Sports

En Pologne, l'extrême droite tente de surfer sur les succès de la sélection

Temps de lecture : 2 min

Elle a diffusé un photomontage raciste mettant en scène les joueurs de l'équipe nationale, éliminés d'extrême justesse en quart de finale.

Montage de la publicité de la marque Vistula et du détournement qui en a été fait par l'extrême droite polonaise.
Montage de la publicité de la marque Vistula et du détournement qui en a été fait par l'extrême droite polonaise.


Défaite de justesse en quart de finale par le Portugal (1-1, 3-5 t.a.b.), l'équipe de Pologne a réussi un beau parcours durant cet Euro, inédit pour elle depuis sa grande période des années 1970-1980. Mais ce parcours a aussi sa face sombre, comme l'a illustré un photomontage raciste qui a émergé dans les jours qui ont suivi la victoire du onze polonais sur la Suisse en huitièmes de finale.

Profitant de l’élan d’enthousiasme et de fierté nationale qui a envahi le pays, le mouvement ultranationaliste des «Jeunes Polonais» a voulu surfer sur la vague en récupérant, évidemment sans la moindre autorisation, la publicité officielle du couturier Vistula, dans laquelle les onze joueurs de l’équipe posaient dans des costumes de la marque. Le cliché a été transposé en noir et blanc –de manière à rappeler les photos «patriotes» et ultranationalistes qui circulaient dans les pays d’Europe centrale dans l’entre-deux-guerres, comme le rappelle l'édition polonaise de Vice– et on y a rajouté un brassard rouge et blanc au bras de l’attaquant du Stade Rennais Kamil Grosicki. Et surtout, un slogan sans équivoque, «Tous différents, tous blancs. Pologne, Euro 2016», qui parodie ouvertement ceux des mouvements antiracistes et adresse un appel, toujours selon les mots de Vice, à «ces mouvements qui affectionnent tout particulièrement le salut hitlérien et la Rome antique».

Ce qui n’empêche pas le mouvement, connu pour ses positions fascisantes, de se défendre d’être raciste, comme l’explique son porte-parole à Vice: il affirme que les «Jeunes Polonais» ont simplement voulu montrer qu’ils se réjouissaient du fait que l’équipe de Pologne restait composée de «vrais Polonais», entraînés «au pays» et non de citoyens naturalisés.
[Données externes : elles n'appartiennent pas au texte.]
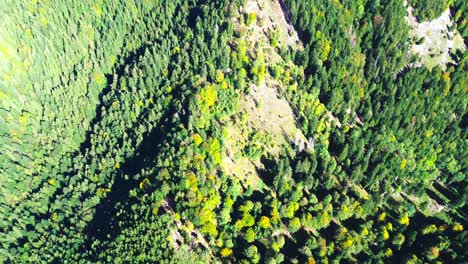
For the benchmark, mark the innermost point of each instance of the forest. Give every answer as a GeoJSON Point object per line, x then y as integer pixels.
{"type": "Point", "coordinates": [233, 131]}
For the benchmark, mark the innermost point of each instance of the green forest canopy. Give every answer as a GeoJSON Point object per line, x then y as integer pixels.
{"type": "Point", "coordinates": [116, 122]}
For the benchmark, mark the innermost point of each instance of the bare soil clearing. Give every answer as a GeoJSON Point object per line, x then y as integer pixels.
{"type": "Point", "coordinates": [433, 41]}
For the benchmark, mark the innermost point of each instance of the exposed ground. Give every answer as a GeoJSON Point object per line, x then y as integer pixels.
{"type": "Point", "coordinates": [432, 40]}
{"type": "Point", "coordinates": [266, 113]}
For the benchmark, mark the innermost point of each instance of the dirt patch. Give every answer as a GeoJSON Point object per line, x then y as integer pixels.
{"type": "Point", "coordinates": [265, 112]}
{"type": "Point", "coordinates": [433, 42]}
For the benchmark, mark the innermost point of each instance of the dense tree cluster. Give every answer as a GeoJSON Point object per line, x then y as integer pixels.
{"type": "Point", "coordinates": [113, 118]}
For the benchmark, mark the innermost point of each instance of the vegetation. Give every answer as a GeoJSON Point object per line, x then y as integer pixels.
{"type": "Point", "coordinates": [118, 119]}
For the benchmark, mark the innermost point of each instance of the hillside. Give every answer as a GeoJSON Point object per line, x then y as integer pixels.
{"type": "Point", "coordinates": [246, 131]}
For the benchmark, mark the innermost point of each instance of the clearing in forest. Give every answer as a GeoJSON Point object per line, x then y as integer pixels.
{"type": "Point", "coordinates": [268, 122]}
{"type": "Point", "coordinates": [433, 41]}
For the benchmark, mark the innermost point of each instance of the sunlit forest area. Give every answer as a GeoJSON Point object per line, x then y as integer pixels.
{"type": "Point", "coordinates": [233, 131]}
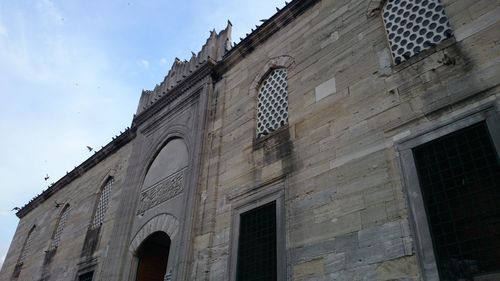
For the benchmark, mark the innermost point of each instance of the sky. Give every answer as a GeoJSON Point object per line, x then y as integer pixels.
{"type": "Point", "coordinates": [72, 71]}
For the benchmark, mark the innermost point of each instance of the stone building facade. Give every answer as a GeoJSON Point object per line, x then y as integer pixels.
{"type": "Point", "coordinates": [340, 140]}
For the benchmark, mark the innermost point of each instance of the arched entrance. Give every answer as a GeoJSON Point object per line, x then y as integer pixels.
{"type": "Point", "coordinates": [153, 257]}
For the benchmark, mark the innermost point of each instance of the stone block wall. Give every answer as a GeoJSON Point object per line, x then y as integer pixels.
{"type": "Point", "coordinates": [82, 195]}
{"type": "Point", "coordinates": [346, 211]}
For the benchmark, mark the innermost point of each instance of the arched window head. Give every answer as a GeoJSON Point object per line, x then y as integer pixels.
{"type": "Point", "coordinates": [413, 26]}
{"type": "Point", "coordinates": [102, 205]}
{"type": "Point", "coordinates": [56, 238]}
{"type": "Point", "coordinates": [272, 108]}
{"type": "Point", "coordinates": [26, 246]}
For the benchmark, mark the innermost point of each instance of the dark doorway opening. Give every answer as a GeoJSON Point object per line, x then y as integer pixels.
{"type": "Point", "coordinates": [459, 175]}
{"type": "Point", "coordinates": [153, 257]}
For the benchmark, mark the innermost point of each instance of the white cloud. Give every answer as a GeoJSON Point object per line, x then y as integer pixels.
{"type": "Point", "coordinates": [144, 63]}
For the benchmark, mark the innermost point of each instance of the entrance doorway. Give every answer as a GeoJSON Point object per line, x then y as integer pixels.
{"type": "Point", "coordinates": [153, 257]}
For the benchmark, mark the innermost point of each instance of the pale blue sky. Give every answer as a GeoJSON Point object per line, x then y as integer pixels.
{"type": "Point", "coordinates": [71, 74]}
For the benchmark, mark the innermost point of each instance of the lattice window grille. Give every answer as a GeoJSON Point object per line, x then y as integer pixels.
{"type": "Point", "coordinates": [102, 206]}
{"type": "Point", "coordinates": [60, 226]}
{"type": "Point", "coordinates": [413, 26]}
{"type": "Point", "coordinates": [272, 109]}
{"type": "Point", "coordinates": [26, 247]}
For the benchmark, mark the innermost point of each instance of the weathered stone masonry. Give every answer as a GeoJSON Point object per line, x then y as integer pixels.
{"type": "Point", "coordinates": [341, 170]}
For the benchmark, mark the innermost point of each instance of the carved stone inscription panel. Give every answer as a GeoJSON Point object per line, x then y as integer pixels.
{"type": "Point", "coordinates": [162, 191]}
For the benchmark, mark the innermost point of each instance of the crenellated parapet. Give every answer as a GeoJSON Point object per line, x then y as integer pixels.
{"type": "Point", "coordinates": [215, 48]}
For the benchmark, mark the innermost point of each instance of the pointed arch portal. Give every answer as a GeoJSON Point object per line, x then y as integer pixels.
{"type": "Point", "coordinates": [153, 257]}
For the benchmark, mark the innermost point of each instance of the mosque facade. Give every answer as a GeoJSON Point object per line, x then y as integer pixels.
{"type": "Point", "coordinates": [339, 140]}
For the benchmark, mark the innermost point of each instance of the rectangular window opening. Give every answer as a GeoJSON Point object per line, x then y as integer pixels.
{"type": "Point", "coordinates": [86, 276]}
{"type": "Point", "coordinates": [459, 176]}
{"type": "Point", "coordinates": [257, 251]}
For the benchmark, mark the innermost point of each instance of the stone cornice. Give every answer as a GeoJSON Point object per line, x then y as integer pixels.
{"type": "Point", "coordinates": [88, 164]}
{"type": "Point", "coordinates": [279, 20]}
{"type": "Point", "coordinates": [202, 72]}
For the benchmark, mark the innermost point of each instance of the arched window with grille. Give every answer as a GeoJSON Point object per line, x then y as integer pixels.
{"type": "Point", "coordinates": [61, 222]}
{"type": "Point", "coordinates": [25, 250]}
{"type": "Point", "coordinates": [272, 106]}
{"type": "Point", "coordinates": [414, 26]}
{"type": "Point", "coordinates": [102, 205]}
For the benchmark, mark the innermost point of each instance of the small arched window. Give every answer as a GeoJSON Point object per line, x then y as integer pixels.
{"type": "Point", "coordinates": [56, 238]}
{"type": "Point", "coordinates": [102, 205]}
{"type": "Point", "coordinates": [414, 26]}
{"type": "Point", "coordinates": [26, 246]}
{"type": "Point", "coordinates": [272, 108]}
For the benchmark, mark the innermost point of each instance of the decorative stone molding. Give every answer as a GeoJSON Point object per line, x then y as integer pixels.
{"type": "Point", "coordinates": [162, 191]}
{"type": "Point", "coordinates": [163, 222]}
Le Centre de surveillance des comportements racistes et xénophobes, qui a alerté l’opinion publique sur sa page Facebook dès la publication du montage, se demande quant à lui si, après avoir appelé de leurs vœux une «Pologne aux Polonais», les jeunes nationalistes n’iront pas jusqu’à souhaiter une Nouvelle nuit de cristal...

Aux sympathisants des mouvements d’extrême droite, des internautes n’ont pas omis de rappeler les faits d’armes des joueurs d’origine étrangère ayant fait partie de l’équipe nationale, au premier rang desquels l'attaquant d’origine nigériane Emmanuel Olisadebe, international polonais de 2000 à 2004. Ou encore d’exprimer leur consternation face à un détournement qui fait «honte aux joueurs», souvent eux-mêmes porte-paroles de campagnes antiracistes, à l’image du capitaine Robert Lewandowski ou de Jakub Blaszczykowski, buteur puis héros malheureux de la séance de tirs au but contre le Portugal.

Jakub Blaszczykowski dans un clip de l'UEFA contre le racisme.

De leur côté, la Fédération polonaise de football et la marque Vistula ont annoncé leur intention de porter plainte.